Was ever a book so disbelieved from the moment of its release as the set of documents known as the Warren Commission Report? Perhaps O.J. Simpson’s If I Did It, to be sure, but in the annals of official explanation, nothing has become so completely a byword for the semantic domain labeled, “Yeah, right, uh-huh.”
It did not help that the Commission was rushed from the beginning. John F. Kennedy, whom the report lauds as “a young and vigorous leader whose years of public and private life stretched before him,” was killed on Nov. 22, 1963, in downtown Dallas, Texas. Just 10 months later, the President’s Commission on the Assassination of President Kennedy, headed by Supreme Court Chief Justice Earl Warren—whence the Warren Commission—released an 889-page summation of its findings, which was but prelude to the release, in November 1964, of an additional 27 volumes of supporting material.

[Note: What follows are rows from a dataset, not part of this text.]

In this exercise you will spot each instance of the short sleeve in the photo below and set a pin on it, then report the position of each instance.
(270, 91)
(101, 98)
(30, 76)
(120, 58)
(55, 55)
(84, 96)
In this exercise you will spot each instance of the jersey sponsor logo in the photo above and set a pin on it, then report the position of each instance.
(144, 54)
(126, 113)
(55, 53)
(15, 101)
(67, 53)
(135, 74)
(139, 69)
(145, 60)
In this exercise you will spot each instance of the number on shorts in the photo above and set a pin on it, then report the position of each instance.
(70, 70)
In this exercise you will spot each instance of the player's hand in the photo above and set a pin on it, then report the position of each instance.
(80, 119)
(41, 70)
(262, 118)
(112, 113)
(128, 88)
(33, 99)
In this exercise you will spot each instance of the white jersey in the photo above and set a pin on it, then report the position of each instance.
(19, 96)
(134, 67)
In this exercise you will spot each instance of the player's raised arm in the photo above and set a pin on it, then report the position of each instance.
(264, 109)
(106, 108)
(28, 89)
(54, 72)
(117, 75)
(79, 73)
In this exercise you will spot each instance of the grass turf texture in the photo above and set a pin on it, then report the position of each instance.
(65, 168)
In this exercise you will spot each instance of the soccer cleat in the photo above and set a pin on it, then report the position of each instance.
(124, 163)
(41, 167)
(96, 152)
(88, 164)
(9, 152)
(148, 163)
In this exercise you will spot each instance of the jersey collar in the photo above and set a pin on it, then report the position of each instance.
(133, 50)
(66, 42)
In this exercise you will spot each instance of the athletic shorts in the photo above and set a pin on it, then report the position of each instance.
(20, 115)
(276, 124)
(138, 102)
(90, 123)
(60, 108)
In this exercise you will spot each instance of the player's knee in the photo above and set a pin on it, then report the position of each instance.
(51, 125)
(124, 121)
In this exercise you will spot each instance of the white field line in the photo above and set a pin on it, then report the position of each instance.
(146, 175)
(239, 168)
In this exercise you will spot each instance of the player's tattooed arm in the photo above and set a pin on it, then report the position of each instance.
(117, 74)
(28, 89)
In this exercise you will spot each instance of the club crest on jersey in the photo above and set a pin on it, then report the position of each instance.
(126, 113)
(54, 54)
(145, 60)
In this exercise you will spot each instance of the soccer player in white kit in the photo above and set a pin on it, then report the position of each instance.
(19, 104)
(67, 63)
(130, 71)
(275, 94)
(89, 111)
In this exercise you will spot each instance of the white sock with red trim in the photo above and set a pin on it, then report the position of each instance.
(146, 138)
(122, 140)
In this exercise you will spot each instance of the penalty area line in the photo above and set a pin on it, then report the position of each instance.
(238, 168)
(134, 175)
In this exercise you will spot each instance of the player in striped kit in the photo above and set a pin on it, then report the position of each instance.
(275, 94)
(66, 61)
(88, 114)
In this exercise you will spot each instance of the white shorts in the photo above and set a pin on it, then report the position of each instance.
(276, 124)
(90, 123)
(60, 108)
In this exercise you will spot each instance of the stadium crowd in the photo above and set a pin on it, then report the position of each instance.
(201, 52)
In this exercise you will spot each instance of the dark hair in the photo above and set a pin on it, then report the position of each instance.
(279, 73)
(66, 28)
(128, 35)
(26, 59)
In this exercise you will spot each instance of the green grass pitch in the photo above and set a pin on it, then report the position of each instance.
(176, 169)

So many documents in so short a time led contemporary critics to wonder if we weren’t being deliberately overwhelmed by data. It did not help, either, that key bits of evidence in that mountain had gone missing, evidence that has exercised conspiracy theorists ever since. (Just whisper “Parkland,” if you want to get a rise out of them.) And it did not help at all that the Commission’s report was so insistent that Lee Harvey Oswald, against all probability, was the lone shooter that day in Dallas—and was then conveniently gunned down a couple of days later, so that, as the commissioners grayly remarked, “it [is] no longer possible to arrive at the complete story of the assassination through normal judicial procedures during the trial of the alleged assassin.”
Robert F. Kennedy, the president’s brother and the sitting attorney general at the time of the assassination, is said to have called the Warren Report, all 27 volumes of it, “shoddy.” Certainly Americans have thought so for half a century. Even today, books appear that attack its findings. Philip Shenon’s A Cruel and Shocking Act, which appeared last year, was perhaps the most comprehensive of the recent crop, linking the assassination closely to the Kennedy administration’s war, overt and covert, on Fidel Castro. The Cuban connection is but one of several threads that conspiracy theorists have followed over the years, most of which made their way into Oliver Stone’s 1991 film JFK, which passes for history among all too many people who weren’t alive to remember Nov. 22.
Occasionally, though, a book comes along that supports the Warren Report. (The report, incidentally, is available here.) Foremost among these is Commission member Howard P. Willens’ History Will Prove Us Right, which concludes, “We share the sense of implausibility that someone like Oswald could have assassinated our president acting alone.” Yet act alone Oswald did, Willens maintains, riding a perfect storm of coincidences.
We can be confident of only one conclusion: Namely, that we’ll be arguing about who killed him for as long as anyone remembers John Fitzgerald Kennedy and his sad end.
Gregory McNamee is a contributing editor at Kirkus Reviews.